Several would-be fliers found themselves unable to return to northern destinations Monday because of flight cancellations, while teams of people eager to help those in the path of Hurricane Sandy set out to various northern locations.
By about 8 p.m. Monday the Myrtle Beach International Airport was virtually empty. Several flights had been canceled earlier in the day.
Kirk Lovell, marketing director at the airport, said flight cancellations and delays related to the storm began early in the day, leading to no flights at the airport hours earlier than normal.
Dennis Zielke has plans to fly to Detroit on Tuesday. He was at the airport checking on his ticket Monday evening, and said he’s hopeful he will be able to fly on Tuesday.
Lovell said customers should check with their airlines about the status of their flights.
Meanwhile, crews from Horry Electric Cooperative headed to Virginia ready to help restore power that might be lost from Hurricane Sandy.

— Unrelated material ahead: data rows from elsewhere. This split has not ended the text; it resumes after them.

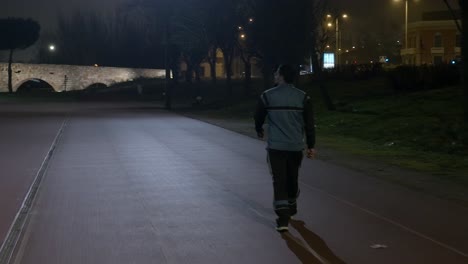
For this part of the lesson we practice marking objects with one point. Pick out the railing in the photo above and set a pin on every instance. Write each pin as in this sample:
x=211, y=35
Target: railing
x=438, y=50
x=410, y=51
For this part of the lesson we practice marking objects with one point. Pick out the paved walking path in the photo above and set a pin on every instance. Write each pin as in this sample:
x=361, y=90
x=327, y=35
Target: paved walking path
x=140, y=185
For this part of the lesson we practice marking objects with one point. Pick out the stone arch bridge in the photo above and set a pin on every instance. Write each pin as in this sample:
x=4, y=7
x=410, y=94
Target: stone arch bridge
x=71, y=78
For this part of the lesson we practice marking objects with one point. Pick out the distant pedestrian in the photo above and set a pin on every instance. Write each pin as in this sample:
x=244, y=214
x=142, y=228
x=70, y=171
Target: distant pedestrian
x=290, y=118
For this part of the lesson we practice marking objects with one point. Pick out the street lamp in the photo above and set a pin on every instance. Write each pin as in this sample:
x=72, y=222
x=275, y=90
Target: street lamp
x=406, y=23
x=338, y=37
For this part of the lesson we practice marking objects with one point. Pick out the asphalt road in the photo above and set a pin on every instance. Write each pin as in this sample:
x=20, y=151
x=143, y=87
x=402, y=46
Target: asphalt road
x=129, y=183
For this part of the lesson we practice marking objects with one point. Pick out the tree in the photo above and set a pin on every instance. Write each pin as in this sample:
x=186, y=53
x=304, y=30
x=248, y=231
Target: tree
x=17, y=33
x=464, y=9
x=463, y=28
x=282, y=33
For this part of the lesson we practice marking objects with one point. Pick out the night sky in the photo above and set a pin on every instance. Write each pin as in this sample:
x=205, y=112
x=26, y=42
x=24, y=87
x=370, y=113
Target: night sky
x=373, y=15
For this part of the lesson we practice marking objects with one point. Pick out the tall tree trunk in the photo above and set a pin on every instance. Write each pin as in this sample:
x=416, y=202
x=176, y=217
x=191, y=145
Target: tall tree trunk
x=464, y=10
x=228, y=55
x=10, y=72
x=197, y=73
x=267, y=76
x=212, y=61
x=323, y=89
x=248, y=76
x=189, y=72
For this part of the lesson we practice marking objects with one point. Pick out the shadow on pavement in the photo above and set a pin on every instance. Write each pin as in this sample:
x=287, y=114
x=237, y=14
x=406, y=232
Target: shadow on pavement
x=319, y=252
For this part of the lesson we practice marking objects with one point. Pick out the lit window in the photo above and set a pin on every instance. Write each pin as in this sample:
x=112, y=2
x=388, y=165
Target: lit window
x=437, y=40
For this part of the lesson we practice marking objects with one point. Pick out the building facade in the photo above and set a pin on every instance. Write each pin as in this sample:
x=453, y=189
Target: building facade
x=434, y=40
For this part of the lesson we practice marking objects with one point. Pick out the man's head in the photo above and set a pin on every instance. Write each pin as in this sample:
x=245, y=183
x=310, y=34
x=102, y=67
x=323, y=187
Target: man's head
x=285, y=74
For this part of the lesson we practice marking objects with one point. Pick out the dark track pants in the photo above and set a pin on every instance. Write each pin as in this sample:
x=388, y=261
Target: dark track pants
x=284, y=167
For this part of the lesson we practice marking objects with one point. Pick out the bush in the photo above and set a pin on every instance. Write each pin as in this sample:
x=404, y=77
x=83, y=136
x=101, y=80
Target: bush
x=412, y=78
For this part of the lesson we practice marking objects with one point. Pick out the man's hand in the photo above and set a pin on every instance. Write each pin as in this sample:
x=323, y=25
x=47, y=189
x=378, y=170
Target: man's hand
x=311, y=153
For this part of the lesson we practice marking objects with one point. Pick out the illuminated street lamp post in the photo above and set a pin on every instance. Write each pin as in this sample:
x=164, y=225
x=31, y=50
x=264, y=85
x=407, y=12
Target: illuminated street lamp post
x=406, y=25
x=338, y=37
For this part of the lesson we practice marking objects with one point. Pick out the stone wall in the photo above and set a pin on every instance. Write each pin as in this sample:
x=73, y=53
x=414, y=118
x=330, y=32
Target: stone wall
x=69, y=77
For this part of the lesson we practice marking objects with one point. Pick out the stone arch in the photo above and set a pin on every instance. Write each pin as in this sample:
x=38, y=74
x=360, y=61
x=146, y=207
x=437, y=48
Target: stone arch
x=35, y=84
x=96, y=86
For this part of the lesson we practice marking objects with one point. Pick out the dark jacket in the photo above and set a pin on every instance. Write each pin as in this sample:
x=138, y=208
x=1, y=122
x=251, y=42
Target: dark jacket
x=290, y=116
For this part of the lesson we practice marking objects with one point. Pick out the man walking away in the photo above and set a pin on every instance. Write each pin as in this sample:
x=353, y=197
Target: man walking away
x=289, y=114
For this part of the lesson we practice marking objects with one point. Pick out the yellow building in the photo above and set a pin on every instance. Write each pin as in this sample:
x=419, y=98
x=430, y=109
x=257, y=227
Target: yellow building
x=434, y=40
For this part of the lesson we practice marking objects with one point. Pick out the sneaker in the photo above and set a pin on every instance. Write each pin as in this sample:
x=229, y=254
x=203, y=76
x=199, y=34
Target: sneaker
x=281, y=226
x=282, y=229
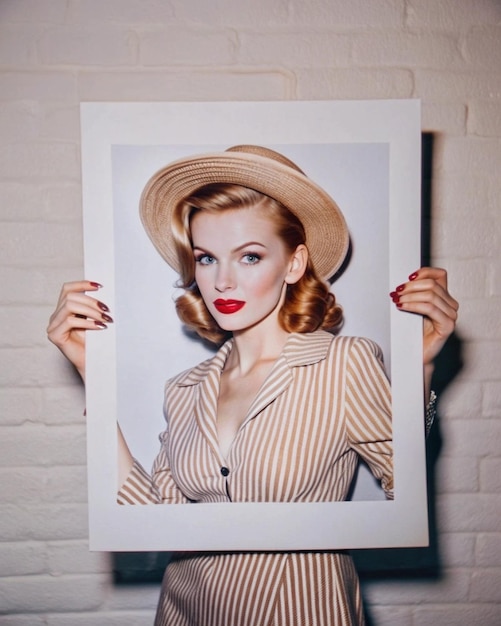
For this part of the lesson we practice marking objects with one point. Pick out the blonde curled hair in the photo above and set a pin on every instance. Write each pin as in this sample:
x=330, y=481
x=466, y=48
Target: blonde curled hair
x=308, y=305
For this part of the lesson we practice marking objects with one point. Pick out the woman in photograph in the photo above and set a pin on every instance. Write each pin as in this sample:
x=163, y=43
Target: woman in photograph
x=285, y=409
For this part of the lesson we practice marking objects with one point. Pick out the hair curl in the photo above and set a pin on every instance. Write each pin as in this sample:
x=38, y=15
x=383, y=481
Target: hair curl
x=308, y=305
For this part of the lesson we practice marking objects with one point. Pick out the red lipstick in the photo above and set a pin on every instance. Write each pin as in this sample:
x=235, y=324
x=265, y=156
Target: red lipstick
x=228, y=306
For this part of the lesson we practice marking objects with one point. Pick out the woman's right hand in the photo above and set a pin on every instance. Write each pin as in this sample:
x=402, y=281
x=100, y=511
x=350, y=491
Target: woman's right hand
x=76, y=313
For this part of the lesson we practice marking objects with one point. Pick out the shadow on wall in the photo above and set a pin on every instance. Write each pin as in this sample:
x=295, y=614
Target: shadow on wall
x=419, y=563
x=376, y=564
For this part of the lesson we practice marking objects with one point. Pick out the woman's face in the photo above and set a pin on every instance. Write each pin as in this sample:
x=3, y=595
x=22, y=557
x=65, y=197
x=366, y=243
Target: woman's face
x=242, y=266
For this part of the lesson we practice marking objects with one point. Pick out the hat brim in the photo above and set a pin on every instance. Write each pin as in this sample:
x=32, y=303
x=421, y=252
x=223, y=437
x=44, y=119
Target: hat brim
x=327, y=237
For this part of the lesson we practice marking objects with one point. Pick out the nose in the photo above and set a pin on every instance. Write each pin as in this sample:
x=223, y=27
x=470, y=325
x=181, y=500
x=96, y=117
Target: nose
x=224, y=278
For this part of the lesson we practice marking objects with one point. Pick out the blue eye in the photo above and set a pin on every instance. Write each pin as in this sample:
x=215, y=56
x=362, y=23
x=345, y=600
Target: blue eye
x=205, y=259
x=251, y=258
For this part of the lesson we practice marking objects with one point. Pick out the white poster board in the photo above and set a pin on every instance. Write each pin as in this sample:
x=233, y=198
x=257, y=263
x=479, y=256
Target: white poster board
x=367, y=156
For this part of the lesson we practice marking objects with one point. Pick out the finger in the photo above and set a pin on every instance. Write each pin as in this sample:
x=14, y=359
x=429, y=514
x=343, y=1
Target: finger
x=432, y=283
x=78, y=286
x=77, y=303
x=437, y=274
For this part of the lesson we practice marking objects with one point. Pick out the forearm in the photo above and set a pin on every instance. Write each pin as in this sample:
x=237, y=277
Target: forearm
x=125, y=459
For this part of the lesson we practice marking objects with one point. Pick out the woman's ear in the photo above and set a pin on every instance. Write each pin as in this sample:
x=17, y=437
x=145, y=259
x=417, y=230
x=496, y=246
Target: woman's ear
x=297, y=266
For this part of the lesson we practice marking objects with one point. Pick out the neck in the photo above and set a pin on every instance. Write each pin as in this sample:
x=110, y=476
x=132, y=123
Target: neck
x=254, y=348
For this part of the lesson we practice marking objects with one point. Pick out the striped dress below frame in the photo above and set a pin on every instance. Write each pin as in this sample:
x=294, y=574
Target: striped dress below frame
x=325, y=404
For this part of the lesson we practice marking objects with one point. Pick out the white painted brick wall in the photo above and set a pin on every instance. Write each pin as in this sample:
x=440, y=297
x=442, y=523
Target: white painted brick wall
x=56, y=53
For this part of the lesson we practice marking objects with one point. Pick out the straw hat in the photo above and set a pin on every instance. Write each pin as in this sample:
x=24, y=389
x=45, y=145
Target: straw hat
x=257, y=168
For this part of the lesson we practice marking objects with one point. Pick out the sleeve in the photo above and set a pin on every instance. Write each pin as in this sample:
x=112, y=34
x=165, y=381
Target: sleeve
x=368, y=411
x=155, y=488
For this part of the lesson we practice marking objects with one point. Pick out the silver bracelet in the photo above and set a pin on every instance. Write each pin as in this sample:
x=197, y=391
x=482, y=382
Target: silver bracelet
x=431, y=412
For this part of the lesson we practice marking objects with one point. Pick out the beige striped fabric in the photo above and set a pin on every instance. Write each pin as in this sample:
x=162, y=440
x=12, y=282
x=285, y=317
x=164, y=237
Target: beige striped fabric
x=325, y=404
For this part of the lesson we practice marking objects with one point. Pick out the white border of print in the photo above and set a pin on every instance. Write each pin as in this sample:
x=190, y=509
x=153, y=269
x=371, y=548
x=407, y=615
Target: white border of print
x=350, y=148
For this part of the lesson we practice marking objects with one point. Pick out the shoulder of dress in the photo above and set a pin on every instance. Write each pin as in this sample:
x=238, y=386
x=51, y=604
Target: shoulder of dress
x=194, y=375
x=345, y=345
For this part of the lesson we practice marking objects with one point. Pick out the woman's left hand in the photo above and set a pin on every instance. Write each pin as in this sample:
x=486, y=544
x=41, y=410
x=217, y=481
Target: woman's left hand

About 10 workers and five trucks left Monday morning headed to Crewe, Va., to help Southside Electric Cooperative, which has 54,000 meters in parts of 18 counties, six towns and one city in south central Virginia, said Penelope Hinson, spokeswoman for Horry Electric Cooperative.
The crews could be gone for as long as two weeks, she said.
“It just depends on the amount of damage,” Hinson said. “This is a huge storm.”
Horry Electric has helped the Virginia power supplier after previous storms, she said.
Horry Electric is one of 15 electric cooperatives from South Carolina headed to Virginia, according to The Electric Cooperatives of South Carolina. About 108 electric cooperatives workers had been sent as of Monday afternoon. Others in South Carolina went to New Jersey and Pennsylvania.
“This is a major mobilization of personnel on our part,” Todd Carter, vice president of loss control and training at The Electric Cooperatives of South Carolina, said in a news release.
“In terms of storm assistance, this is the largest number of workers we’ve sent out-of-state in recent memory.”
The cooperatives will send more crews if needed, Carter said.
The local American Red Cross also has sent volunteers to the Northeast.
Nanci Conley, executive director of the Coastal South Carolina Chapter of the American Red Cross said, “We have massive response effort going on.” She said anyone interested in helping with that effort can make a donation to the organization.
Kenneth A. Gailliard contributed to this report.